Most of system log files are located in the /var/log directory due to SYSLOG default configuration (see /etc/rsyslog.conf file).

In addition, all SELinux events are written into the /var/log/audit/audit.log file.

With Systemd, new commands have been created to analyse logs at boot time and later.

Boot Process

Systemd primary task is to manage the boot process and provides informations about it.
To get the boot process duration, type:

# systemd-analyze
Startup finished in 422ms (kernel) + 2.722s (initrd) + 9.674s (userspace) = 12.820s

To get the time spent by each task during the boot process, type:

# systemd-analyze blame
7.029s network.service
2.241s plymouth-start.service
1.293s kdump.service
1.156s plymouth-quit-wait.service
1.048s firewalld.service
632ms postfix.service
621ms tuned.service
460ms iprupdate.service
446ms iprinit.service
344ms accounts-daemon.service
...
7ms systemd-update-utmp-runlevel.service
5ms systemd-random-seed.service
5ms sys-kernel-config.mount

Note: You will find additional information on this point in the Lennart Poettering’s blog.

Journal Analysis

In addition, Systemd handles the system event log, a syslog daemon is not mandatory any more.
The reasons behind Journald creation are explained in this Introduction to Journald.

To get the content of the Systemd journal, type:

# journalctl

To get all the events related to the crond process in the journal, type:

# journalctl /sbin/crond

Note: You can replace /sbin/crond by `which crond`.

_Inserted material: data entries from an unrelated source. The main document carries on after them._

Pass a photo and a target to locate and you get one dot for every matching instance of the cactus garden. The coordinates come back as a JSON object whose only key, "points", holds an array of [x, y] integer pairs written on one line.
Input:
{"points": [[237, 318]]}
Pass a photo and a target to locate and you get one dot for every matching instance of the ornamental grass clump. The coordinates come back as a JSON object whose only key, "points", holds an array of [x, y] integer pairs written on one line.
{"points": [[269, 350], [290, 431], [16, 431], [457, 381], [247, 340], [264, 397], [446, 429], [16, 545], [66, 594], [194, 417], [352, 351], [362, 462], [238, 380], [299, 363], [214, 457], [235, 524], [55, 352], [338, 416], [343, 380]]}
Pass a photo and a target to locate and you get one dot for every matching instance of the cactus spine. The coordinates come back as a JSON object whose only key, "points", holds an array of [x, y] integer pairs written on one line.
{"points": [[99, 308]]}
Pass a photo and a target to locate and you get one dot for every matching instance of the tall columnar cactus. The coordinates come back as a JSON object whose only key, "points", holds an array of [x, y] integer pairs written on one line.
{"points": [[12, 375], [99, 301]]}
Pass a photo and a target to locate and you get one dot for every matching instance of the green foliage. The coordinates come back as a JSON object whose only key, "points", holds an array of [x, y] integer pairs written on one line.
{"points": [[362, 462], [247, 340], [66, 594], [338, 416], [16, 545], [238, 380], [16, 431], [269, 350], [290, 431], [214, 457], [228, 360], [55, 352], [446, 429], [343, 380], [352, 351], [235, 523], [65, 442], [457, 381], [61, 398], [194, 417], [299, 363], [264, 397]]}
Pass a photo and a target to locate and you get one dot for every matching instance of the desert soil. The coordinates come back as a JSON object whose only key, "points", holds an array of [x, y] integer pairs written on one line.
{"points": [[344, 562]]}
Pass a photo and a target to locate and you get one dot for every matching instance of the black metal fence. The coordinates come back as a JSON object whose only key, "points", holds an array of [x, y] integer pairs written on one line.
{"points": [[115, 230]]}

Altenatively, to get all the events related to the crond process, you can also type:

# journalctl -u crond

To get all the events since the last boot, type:

# journalctl -b

To get all the events that appeared today in the journal, type:

# journalctl --since=today

To get all the events with a syslog priority of err, type:

# journalctl -p err

To get the 10 last events and wait for any new one (like tail -f /var/log/messages), type:

# journalctl -f

Permanent Storage

By default, Journald logs are stored in the /run/log/journal directory and disappear after a reboot.
To store Journald logs in a more permanent way, type:

# mkdir /var/log/journal
# echo "SystemMaxUse=50M" >> /etc/systemd/journald.conf
# systemctl restart systemd-journald 

Note: Setting the SystemMaxUse variable is necessary because otherwise 10% of the filesystem where the /var/log/journal directory is stored may be used at maximum by the journal.

Additional Resources

There is a tutorial dedicated to Systemd that presents additional information about the Systemd journal.
The rsyslog.com website provides some interesting information about rsyslogd (features, modules, plugins, etc).
Fedora Magazine also published an interesting article, Systemd: Using the journal.
Rainer Gerhards, rsyslog main author, discusses the arguments around the creation of Journald.
Nikolai Bezroukov wrote an authoritative page about Syslog.
The FreeIPA project (Identity Management with Kerberos, LDAP and Apache) provides several useful resources about Centralized Logging or Logging with Logstash/ElasticSearch/Kibana.
Logs can get flooded by some Systemd messages (starting sessions, etc). Red Hat provides a way to get rid of useless Systemd messages.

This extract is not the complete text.